Que viva Mexico! The second round of Formula E’s “Latin-American trilogy” did not disappoint. And not just in terms of the race itself, which delivered a few surprises, but because of an unusual setting that makes the Mexico City Grand Prix a genuinely unique and enthralling event.
At more than 2,200 metres above sea level, the Autódromo Hermanos Rodríguez is not just the highest circuit in the ABB FIA Formula E series but it’s also the only one to provide the cars with a permanent rather than street circuit. The result for the world’s greenest motorsport event was a surface as smooth as a ping pong table, a world away from the rough asphalt of Santiago de Chile, a month previously and that of Punta del Este, Uruguay, two weeks later.
This is the third consecutive season that Mexico has played host to the ePrix. The track consisted of part of the Formula 1 circuit which was shortened from 4.3 kilometres to just over two kilometres to adapt it to the needs of the electric single-seaters. That said, it still included the fearsomely fast, banked Peraltada corner just before the final straight overlooked by the same stands from which spectators gaze down on Ferraris and Mercedes whizzing by. The contrast between the sporting spectacle of the silent zero emissions prototypes and their noisy petrol-fuelled cousins is never more striking than in Mexico City and is made starker still by the fact that the host city has one of the highest pollution levels in the world.
This just goes to show that Formula E is about much more than just motorsport. With that in mind, Enel, in its second year as Official Power Partner, turned the event into an exclusive showcase for sustainable mobility. It was a real taste of the future, the living proof that a very different kind of speed is entirely possible. It was also, of course, a test run for the technology of tomorrow.
We installed a microgrid powered by innovative glycerine-powered generators and solar panels inside the eVillage set up at the circuit. At the heart of the grid was the Energy Management System, which uses advanced software to optimise consumption management and monitor the flow in real time, either by tablet or smartphone.
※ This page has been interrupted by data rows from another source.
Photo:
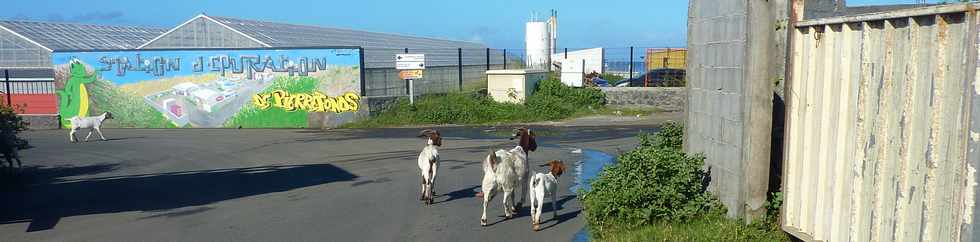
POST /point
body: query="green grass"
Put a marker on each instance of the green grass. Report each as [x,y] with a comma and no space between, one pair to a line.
[274,117]
[619,111]
[704,229]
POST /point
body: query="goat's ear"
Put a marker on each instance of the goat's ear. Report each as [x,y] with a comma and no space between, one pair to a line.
[561,167]
[436,139]
[532,143]
[492,160]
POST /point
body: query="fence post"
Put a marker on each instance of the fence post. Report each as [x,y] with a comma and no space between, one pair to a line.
[505,59]
[6,80]
[459,59]
[408,83]
[488,59]
[631,62]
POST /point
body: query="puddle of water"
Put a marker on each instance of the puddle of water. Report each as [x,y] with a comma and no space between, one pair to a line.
[589,167]
[585,170]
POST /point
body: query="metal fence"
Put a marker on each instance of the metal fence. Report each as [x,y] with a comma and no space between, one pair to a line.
[450,70]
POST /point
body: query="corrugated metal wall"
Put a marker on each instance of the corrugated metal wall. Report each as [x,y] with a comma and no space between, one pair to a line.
[878,115]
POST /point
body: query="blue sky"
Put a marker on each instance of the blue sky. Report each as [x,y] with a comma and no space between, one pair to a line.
[498,23]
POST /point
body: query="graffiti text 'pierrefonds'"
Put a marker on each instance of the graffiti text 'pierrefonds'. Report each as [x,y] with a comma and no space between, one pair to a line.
[315,102]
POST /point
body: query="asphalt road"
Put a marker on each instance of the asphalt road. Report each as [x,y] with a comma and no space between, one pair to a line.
[278,185]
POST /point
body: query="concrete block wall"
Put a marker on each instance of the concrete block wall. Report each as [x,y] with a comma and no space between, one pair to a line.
[730,98]
[663,98]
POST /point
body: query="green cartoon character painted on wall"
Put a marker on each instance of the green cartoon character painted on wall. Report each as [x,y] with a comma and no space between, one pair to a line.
[73,98]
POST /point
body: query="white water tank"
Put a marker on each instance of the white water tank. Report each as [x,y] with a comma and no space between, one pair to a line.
[538,45]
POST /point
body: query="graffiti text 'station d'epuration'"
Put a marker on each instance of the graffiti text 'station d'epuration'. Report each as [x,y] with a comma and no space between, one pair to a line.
[159,66]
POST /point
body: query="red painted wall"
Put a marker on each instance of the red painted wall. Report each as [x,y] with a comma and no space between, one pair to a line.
[36,103]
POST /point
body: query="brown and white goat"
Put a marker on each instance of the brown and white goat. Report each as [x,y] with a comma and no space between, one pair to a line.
[527,144]
[545,184]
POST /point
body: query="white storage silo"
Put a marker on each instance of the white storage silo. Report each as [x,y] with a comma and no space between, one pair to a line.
[538,44]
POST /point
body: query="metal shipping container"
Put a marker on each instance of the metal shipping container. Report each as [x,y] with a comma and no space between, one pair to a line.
[883,127]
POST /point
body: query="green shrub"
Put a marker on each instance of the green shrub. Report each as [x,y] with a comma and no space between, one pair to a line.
[10,125]
[670,136]
[656,182]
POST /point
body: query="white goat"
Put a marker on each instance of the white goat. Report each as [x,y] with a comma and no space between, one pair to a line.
[429,163]
[500,174]
[541,185]
[93,123]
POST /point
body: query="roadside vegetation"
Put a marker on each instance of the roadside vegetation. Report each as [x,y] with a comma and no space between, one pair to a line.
[656,192]
[552,100]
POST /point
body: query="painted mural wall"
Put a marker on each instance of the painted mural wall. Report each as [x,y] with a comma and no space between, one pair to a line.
[250,88]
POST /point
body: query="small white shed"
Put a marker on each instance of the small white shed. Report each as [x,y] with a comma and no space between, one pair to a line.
[513,86]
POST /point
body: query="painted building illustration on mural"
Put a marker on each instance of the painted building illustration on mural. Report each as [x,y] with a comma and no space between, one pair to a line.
[209,88]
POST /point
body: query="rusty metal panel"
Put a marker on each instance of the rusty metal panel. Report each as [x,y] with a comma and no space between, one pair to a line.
[884,142]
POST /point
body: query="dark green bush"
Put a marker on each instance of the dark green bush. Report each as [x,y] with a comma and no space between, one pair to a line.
[670,136]
[10,125]
[655,182]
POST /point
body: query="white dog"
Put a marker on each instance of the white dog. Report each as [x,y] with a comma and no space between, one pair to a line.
[429,163]
[93,123]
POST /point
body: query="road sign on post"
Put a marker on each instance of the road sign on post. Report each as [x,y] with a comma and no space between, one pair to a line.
[410,65]
[414,62]
[410,74]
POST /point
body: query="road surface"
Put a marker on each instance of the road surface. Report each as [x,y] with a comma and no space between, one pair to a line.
[278,185]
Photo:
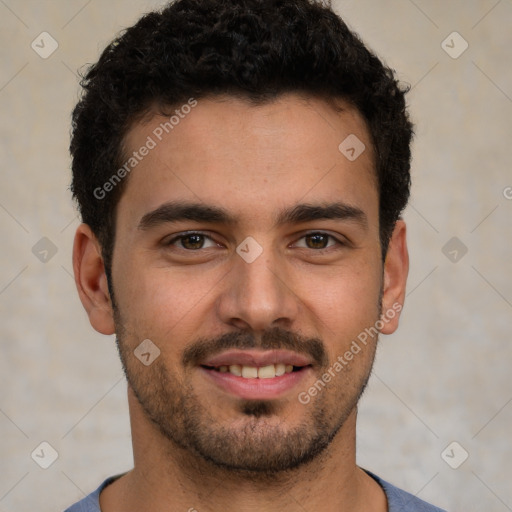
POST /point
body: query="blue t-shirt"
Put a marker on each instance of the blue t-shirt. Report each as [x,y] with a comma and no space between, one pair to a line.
[398,500]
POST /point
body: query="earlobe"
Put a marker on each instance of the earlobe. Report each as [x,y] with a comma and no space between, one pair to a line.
[396,269]
[91,280]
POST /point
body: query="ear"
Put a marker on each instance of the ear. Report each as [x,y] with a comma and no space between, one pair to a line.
[396,268]
[91,280]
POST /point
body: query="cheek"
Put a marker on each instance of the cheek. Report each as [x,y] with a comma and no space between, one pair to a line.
[158,302]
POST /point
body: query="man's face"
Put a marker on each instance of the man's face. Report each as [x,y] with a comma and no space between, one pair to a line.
[302,283]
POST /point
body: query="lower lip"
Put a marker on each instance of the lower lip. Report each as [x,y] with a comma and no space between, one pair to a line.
[256,389]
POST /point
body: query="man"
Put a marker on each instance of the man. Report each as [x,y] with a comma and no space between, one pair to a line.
[241,168]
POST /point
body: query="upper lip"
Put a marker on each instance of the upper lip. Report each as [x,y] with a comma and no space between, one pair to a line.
[257,358]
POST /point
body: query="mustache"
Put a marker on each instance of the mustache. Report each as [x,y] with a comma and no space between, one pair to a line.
[271,339]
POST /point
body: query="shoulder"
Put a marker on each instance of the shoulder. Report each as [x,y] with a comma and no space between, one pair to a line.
[91,503]
[402,501]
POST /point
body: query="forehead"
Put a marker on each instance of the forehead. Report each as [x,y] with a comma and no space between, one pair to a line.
[252,160]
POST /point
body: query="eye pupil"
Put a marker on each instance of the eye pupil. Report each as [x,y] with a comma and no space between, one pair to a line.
[196,244]
[319,241]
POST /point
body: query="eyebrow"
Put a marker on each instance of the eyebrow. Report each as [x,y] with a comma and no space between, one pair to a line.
[178,211]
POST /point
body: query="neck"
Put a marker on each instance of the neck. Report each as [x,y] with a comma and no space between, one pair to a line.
[167,475]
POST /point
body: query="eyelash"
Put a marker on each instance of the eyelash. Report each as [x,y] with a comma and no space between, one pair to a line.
[321,251]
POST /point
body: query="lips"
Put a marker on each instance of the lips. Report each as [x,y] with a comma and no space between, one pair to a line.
[257,358]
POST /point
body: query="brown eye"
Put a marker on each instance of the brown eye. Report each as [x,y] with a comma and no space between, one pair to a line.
[191,241]
[318,241]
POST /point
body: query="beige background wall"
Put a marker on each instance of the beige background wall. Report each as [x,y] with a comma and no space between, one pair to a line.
[443,377]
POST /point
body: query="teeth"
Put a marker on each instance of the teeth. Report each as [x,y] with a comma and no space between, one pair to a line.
[252,372]
[249,372]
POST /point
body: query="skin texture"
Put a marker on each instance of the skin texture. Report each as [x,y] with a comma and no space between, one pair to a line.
[195,445]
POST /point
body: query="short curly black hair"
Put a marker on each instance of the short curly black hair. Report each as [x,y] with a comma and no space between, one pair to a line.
[251,49]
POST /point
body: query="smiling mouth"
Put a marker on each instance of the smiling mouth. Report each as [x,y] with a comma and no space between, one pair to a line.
[257,372]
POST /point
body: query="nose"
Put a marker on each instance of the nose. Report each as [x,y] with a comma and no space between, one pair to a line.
[258,295]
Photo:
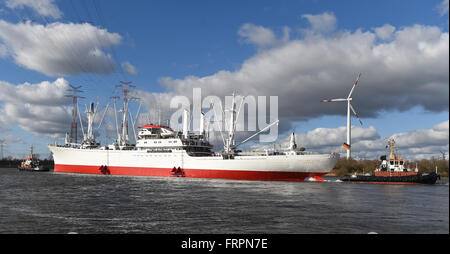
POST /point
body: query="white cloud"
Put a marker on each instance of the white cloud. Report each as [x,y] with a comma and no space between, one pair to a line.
[258,35]
[436,136]
[59,49]
[443,7]
[44,93]
[385,32]
[129,68]
[37,108]
[367,143]
[325,22]
[45,8]
[408,71]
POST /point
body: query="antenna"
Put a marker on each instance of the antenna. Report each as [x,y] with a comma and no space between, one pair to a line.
[74,90]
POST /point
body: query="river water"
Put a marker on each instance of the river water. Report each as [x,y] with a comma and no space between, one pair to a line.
[49,202]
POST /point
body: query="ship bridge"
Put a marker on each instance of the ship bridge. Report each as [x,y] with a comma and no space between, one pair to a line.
[156,138]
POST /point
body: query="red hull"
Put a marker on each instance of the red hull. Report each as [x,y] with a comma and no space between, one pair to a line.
[195,173]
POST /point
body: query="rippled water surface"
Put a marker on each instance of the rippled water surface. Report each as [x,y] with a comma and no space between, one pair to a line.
[61,203]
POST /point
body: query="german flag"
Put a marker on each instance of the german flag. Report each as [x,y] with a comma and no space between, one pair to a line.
[346,146]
“At the centre of the circuit we have what we refer to as Power Up, which allows us to manage all consumption and thus boost efficiency a little,” explains Paolo Romanacci, Country Manager Enel Green Power Mexico and Central America. “This is the future and we are supporting it. We are here and today was also important for us because we signed a contract with Faurecia (a leading automotive innovation company - ed) with a short term outlook. That too was a moment of innovation. We are also pioneering in this market, which is unique on the Mexican scene.”
And Enel has something of a home advantage in Mexico. Having entered the renewables market in 2008, our Group is now the nation’s leading renewable energy operator both in terms of installed capacity (728 MW) and projects under construction (1,282 MW). That means we are the perfect ambassador for the e-mobility of the future being spearheaded by Formula E.
What about the race itself? As we said, there were surprises a plenty. Lucas Di Grassi won last year in the Audi Schaeffler ABT and later went on to take the world title. This year the Brazilian delivered a blistering comeback but in the end another Audi driver, German Daniel Abt, was first across the line and will be looking to repeat that feat in the final Latin American round in Uruguay in just a few days’ time.